Feltrinelli 2023, pp. 256
Aristotele distingueva due tipi di rivoluzione: nella prima gli inferiori si ribellano per essere uguali, nella seconda gli uguali si ribellano per essere superiori.Negli ultimi cinquant’anni il neoliberismo ha sviluppato e vinto una vera guerra contro i poveri. Sembra non ci sia stata alternativa: era una ‘rivoluzione invisibile’ che reagiva ai movimenti di sinistra degli anni ’60 e 70. Gli imprenditori, americani prima e mondiali in seguito, hanno capito che dovevano attuare una operazione di guerriglia per difendersi e hanno iniziato, attraverso l’opera delle fondazioni, a controllare le università, le televisioni, i media, la giustizia, e tutto questo alla luce del sole. La cultura si è trasformata in un bene di mercato e si è affermata l’idea che ogni persona sia, o debba essere, l’imprenditore di se stesso. In questo senso un povero è un imprenditore che ha lavorato male. Anche dal punto di vista della tutela ambientale il neoliberismo americano parla non tanto di eliminare l’inquinamento, ma di assicurare una qualità e quantità ottimale dell’inquinamento stesso.

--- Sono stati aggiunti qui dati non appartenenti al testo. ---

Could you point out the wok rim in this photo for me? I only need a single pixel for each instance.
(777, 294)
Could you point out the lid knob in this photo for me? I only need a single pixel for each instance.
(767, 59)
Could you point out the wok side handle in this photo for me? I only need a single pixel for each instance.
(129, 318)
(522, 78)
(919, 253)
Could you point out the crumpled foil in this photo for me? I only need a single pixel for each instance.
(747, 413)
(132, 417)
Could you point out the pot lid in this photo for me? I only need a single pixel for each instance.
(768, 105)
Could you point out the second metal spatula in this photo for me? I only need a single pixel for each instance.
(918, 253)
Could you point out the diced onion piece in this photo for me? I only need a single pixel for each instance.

L’idea base del neoliberismo è che non ci si possa aspettare nulla di buono dalla collettività, dallo stato, dal bene comune; e ciò va insegnato fin dall’infanzia. Quindi sono necessarie scuole private controllate, nelle quali si possano trasmettere queste idee. Le scuole pubbliche a poco a poco vengono impoverite e asservite.
A volte ci si può chiedere perché non scoppi la rabbia, la rivolta, una qualche risposta, nel comprendere l’estremo controllo a distanza e nel capire che una prospettiva verso il futuro appare sempre più difficile. I nostri dati e, quasi ormai, le nostre identità sono in mano a pochi privati, il debito tiene tutti sotto scacco.

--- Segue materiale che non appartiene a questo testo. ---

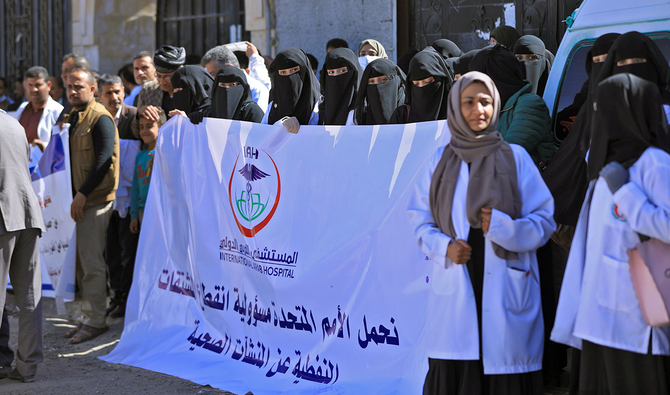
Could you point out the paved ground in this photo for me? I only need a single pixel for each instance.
(75, 369)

Il debito è un mezzo di controllo potentissimo, che spegne la libertà e il desiderio di futuro, non solo dei singoli individui, ma di intere nazioni. In questo libro Marco d’Eramo compie una attenta analisi su come il debitore debba conformarsi alle direttive del creditore.
L’autore esamina, nella seconda parte del libro, la questione ambientale, concludendo con la constatazione che l’accelerazione verso la catastrofe è sempre più decisa; un rallentamento per il capitalismo significa la morte. Per questo non si deve parlare di decrescita o di sobrietà, concetti che mettono in dubbio la validità e l’infallibilità del mercato. Il danno ambientale viene smorzato e declassificato a debito da saldare in futuro, non è più visto come una tragedia presente. Secondo l’opinione di Marco d’Eramo occorre imparare dagli avversari, capire quali sono stati e sono i loro punti di forza e impegnarsi sullo stesso piano: il piano ideologico, quello della giustizia, quello dell’istruzione e quello del fisco.
Impegnarsi per salvare il mondo, pur in questa situazione che può apparire disperata, non è inutile.